“Mas el publicano, estando lejos, no quería ni aun alzar los ojos al cielo, sino que se golpeaba el pecho, diciendo: Dios, sé propicio a mí, pecador”.
Lucas 18:13
En esta parábola, Jesús le habla “a unos que confiaban en sí mismos” (v. 9). Y entonces presenta la ilustración del fariseo, que pertenece al grupo de los que “menospreciaban a los otros”. Si bien estaba orando en el templo, parece que ni siquiera se daba cuenta de que oraba “consigo mismo”. Esto significa que estaba hablando con él mismo. Por eso es tan “tajante” con los demás, porque su YO rige su vida: “Dios, te doy gracias porque no soy como los otros hombres (…) ayuno dos veces a la semana, doy mi diezmo de todo lo que gano” (vv. 11-12).

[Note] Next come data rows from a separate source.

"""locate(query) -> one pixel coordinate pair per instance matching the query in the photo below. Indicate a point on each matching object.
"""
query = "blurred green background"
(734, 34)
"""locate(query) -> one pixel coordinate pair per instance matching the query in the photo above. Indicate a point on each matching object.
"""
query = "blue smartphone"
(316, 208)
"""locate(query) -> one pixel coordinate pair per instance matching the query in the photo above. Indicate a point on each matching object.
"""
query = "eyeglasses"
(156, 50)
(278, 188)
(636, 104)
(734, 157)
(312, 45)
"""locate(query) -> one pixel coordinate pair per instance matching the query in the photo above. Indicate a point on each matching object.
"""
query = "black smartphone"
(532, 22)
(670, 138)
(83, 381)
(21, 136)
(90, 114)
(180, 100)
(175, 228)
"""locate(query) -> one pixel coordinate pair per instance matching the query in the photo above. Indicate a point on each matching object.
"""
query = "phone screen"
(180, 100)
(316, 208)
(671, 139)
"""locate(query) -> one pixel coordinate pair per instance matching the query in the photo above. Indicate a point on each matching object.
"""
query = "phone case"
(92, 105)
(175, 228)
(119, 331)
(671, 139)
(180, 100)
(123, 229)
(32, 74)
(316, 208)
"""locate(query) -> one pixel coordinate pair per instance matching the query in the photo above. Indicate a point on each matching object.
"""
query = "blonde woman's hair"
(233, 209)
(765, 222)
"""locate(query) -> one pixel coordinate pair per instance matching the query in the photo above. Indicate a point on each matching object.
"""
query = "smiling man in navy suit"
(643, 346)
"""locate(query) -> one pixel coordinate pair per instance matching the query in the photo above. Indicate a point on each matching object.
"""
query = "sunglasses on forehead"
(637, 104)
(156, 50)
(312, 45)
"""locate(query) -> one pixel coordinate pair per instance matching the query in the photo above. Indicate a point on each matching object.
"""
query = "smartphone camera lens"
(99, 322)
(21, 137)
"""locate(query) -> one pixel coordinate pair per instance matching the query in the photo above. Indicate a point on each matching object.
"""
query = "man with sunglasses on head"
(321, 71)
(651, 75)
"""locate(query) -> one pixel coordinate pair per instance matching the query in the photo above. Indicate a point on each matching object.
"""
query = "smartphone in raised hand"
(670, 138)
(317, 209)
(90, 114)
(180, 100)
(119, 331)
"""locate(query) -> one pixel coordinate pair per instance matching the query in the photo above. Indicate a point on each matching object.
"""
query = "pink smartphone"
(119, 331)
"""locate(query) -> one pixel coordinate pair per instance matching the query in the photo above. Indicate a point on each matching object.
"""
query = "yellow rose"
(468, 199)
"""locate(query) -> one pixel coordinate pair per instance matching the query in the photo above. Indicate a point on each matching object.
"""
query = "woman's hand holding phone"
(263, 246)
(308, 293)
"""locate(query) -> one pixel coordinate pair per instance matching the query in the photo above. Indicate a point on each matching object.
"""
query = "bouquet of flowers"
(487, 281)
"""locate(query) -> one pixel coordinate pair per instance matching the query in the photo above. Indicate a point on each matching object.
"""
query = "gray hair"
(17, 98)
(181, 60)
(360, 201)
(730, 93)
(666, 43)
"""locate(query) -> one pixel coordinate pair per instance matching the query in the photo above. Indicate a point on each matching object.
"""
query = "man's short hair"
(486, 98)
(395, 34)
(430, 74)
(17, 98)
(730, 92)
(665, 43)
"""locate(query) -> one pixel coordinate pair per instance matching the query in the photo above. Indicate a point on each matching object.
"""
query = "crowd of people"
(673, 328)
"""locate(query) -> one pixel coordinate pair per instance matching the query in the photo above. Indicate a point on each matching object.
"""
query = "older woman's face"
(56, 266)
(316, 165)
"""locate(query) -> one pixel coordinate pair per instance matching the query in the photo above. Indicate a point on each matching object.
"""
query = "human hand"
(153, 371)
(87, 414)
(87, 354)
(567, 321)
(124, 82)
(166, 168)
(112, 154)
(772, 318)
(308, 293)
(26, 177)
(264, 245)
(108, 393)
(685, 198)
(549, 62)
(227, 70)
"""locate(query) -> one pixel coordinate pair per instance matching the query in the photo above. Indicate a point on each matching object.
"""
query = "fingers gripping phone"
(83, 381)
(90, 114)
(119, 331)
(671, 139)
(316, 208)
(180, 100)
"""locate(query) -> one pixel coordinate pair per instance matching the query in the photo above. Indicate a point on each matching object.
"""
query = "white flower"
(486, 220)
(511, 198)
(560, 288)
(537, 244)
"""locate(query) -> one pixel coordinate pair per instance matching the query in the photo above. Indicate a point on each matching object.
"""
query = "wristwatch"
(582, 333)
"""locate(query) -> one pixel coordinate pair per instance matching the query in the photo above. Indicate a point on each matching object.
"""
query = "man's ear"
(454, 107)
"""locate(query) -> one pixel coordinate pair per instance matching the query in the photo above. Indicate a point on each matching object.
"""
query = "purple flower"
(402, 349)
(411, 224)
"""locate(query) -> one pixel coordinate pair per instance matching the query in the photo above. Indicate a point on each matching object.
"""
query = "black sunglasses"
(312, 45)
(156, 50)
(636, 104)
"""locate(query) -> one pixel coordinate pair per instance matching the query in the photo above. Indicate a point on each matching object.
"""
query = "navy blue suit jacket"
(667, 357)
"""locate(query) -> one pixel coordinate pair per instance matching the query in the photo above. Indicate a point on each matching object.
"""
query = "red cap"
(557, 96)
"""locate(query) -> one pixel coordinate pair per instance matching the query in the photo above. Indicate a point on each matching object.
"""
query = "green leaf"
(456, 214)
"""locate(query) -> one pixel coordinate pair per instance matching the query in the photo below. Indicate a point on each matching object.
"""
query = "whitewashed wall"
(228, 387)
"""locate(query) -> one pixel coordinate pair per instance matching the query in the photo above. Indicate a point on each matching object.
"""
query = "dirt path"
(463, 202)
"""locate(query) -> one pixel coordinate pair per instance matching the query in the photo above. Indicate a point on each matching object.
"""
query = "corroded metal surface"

Con la persona que orgullosamente presenta sus propios logros, Dios no puede establecer una relación. A continuación, Jesús presenta a un cobrador de impuestos. Este hombre llega, pero se queda parado desde lejos ante el Dios Santo. Sus ojos están abatidos porque es consciente de su forma de vida. Notamos que quiere cambiar, porque golpea su pecho. Él no golpea alrededor de sí, sino que va a su interior. Y entonces dice la palabra secreta: “Sé propicio a mí, pecador”. A veces pensamos en el perdón como algo de lo cual nos queremos librar. “Propicio” en el griego significa “sé propiciación para mí”, un sacrificio de propiciación. Eso era lo que el publicano quería, lo cual es el resultado de un entendimiento espiritual. La propiciación es el sacrificio que llevó a Jesús a la cruz, que es el único que puede satisfacer la santidad de Dios. “A quien Dios puso como propiciación por medio de la fe en su sangre” (Ro. 3:25).